Library Instruction

Consultation

Consulations with librarians are...

  • For individuals or small groups
  • For in-depth help with library resources
  • Approximately 30 minutes to one hour in length
  • Available at Steenbock Library, or other convenient locations

To arrange for a consultation, you may contact your Department's Liaison Librarian or schedule a library session electronically.

For an overview of basic library resources, we offer drop-in workshops throughout the semester.

A consultation may be useful if...

  • You are beginning work on your dissertation/thesis or a new research project and would like help in selecting and using library resources specific to your area of research.
  • Your group wants to purchase and use a citation manager program, like RefWorks or EndNote, and would like an overview of the various aspects of such programs.
  • You have a specific class assignment and you are having trouble finding journal articles or books for your topic.
  • You have attended a basic workshop on a library resource and have a specific search problem not covered in the class.
  • You need advice on using library resources from a remote location, such as your office, lab or home.

Library Course Pages

Library Course Pages (LCPs) are created by librarians, in collaboration with faculty and instructors, and tailored to a specific course's needs and assignments. LCPs may be accessed from MyUW or Learn@UW.

Depending on the course, the Library Course Page may contain:

  • electronic reserves links
  • a list of print materials on reserve for the class in campus libraries
  • links to research tools such as journal databases and Web sites
  • tips and techniques for making library research faster and more efficient
  • Refworks, for help in formatting bibliographies
  • contact information for personal assistance

To request an LCP for your course contact Barbara Sisolak, (608) 263-2385 or one of our liaison librarians.

For more information on Library Course Pages, including examples, visit the Libraries' Web site.

The Undergraduate Communication Requirement

The Undergraduate Communication Requirement is a two-course series that all undergraduates at the UW-Madison must complete. Both Course A and Course B of this requirement include an information literacy component.

If you are teaching a Course A or a Course B and want more information regarding the information literacy requirements of the course, please contact Barbara Sisolak, Steenbock Library & Information Literacy Instruction Program Coordinator

Library Session Components

A typical library session would cover some of these components. Library staff and teaching staff work together to find the most appropriate mix for the purpose of the class.

  • Overview of relevant library resources, both print and electronic
  • Library search strategy
  • Finding and locating books
  • Finding and locating journal articles
  • Finding Internet resources
  • Critical evaluation and selection of resources
  • Specialized resources when appropriate, such as RefWorks, Statistics resources, Presentation Software, etc.

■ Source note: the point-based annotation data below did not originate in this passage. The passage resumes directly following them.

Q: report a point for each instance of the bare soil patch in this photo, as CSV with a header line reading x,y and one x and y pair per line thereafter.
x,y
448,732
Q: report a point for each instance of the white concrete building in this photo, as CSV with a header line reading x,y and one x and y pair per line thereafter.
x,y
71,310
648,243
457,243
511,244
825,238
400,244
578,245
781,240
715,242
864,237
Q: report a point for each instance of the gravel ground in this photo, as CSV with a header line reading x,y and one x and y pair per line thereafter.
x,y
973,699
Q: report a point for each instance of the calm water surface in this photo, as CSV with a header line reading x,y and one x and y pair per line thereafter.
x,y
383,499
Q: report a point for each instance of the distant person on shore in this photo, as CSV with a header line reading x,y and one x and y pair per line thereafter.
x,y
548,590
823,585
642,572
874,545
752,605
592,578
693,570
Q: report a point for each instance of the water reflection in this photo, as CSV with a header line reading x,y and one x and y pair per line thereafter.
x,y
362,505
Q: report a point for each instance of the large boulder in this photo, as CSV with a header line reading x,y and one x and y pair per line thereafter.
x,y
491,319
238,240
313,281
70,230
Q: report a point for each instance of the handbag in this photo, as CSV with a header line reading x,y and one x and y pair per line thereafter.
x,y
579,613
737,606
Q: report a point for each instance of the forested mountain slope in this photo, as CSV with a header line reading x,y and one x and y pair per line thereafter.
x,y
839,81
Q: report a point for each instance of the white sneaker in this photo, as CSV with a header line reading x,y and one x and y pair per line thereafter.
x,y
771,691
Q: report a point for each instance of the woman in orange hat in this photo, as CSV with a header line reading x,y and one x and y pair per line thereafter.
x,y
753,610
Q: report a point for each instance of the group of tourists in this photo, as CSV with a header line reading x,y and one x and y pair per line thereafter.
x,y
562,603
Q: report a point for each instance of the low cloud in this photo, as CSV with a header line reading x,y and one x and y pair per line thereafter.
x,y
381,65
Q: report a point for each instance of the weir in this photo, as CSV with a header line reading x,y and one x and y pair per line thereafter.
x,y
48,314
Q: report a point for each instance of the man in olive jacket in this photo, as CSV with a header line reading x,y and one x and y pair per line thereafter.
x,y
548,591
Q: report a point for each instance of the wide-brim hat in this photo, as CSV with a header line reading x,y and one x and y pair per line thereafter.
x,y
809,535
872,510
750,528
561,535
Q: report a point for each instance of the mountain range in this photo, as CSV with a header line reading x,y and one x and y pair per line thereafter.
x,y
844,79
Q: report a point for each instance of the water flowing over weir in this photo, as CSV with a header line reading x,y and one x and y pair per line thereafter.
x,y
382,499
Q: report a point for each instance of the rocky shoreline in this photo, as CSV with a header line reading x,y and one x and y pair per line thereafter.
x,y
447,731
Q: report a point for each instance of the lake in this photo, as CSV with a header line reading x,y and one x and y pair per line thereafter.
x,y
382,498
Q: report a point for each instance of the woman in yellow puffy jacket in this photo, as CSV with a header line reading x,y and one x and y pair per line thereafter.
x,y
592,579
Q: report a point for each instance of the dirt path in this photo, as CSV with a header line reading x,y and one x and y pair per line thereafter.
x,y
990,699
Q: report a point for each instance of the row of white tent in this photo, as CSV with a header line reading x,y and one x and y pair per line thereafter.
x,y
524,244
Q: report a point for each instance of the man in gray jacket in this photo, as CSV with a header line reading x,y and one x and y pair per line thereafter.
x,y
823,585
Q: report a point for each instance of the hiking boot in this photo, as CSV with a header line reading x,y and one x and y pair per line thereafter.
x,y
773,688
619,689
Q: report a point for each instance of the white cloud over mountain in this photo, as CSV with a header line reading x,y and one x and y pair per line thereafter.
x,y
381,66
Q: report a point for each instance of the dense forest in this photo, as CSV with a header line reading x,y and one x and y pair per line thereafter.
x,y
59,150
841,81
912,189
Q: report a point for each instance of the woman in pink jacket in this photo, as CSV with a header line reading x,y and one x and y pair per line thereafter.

Guidelines for Planning a Library Instruction Session

  • We can and do provide instruction in classrooms outside the library, when it is appropriate and possible. We recommend sessions in library classrooms however, where equipment is available for computer demonstrations and hands-on database searching.
  • Library sessions should be scheduled at least two weeks in advance. The beginning of each semester are a very busy time for the library instruction program, so having an alternative time in mind when you schedule is helpful.
  • Instructional session are more effective if done in conjunction with a specific assignment that will give students opportunities to practice the skills and strategies taught. Librarians can assist in designing an assignment.
  • The timing of library sessions is crucial to student motivation and learning. Sessions should be timed to coincide with occasions when students will be working on their library assignments.
  • The presence and involvement of faculty and teaching staff in the planning and teaching of a library session are critical for success. Students are more engaged when the instructor participates in the session.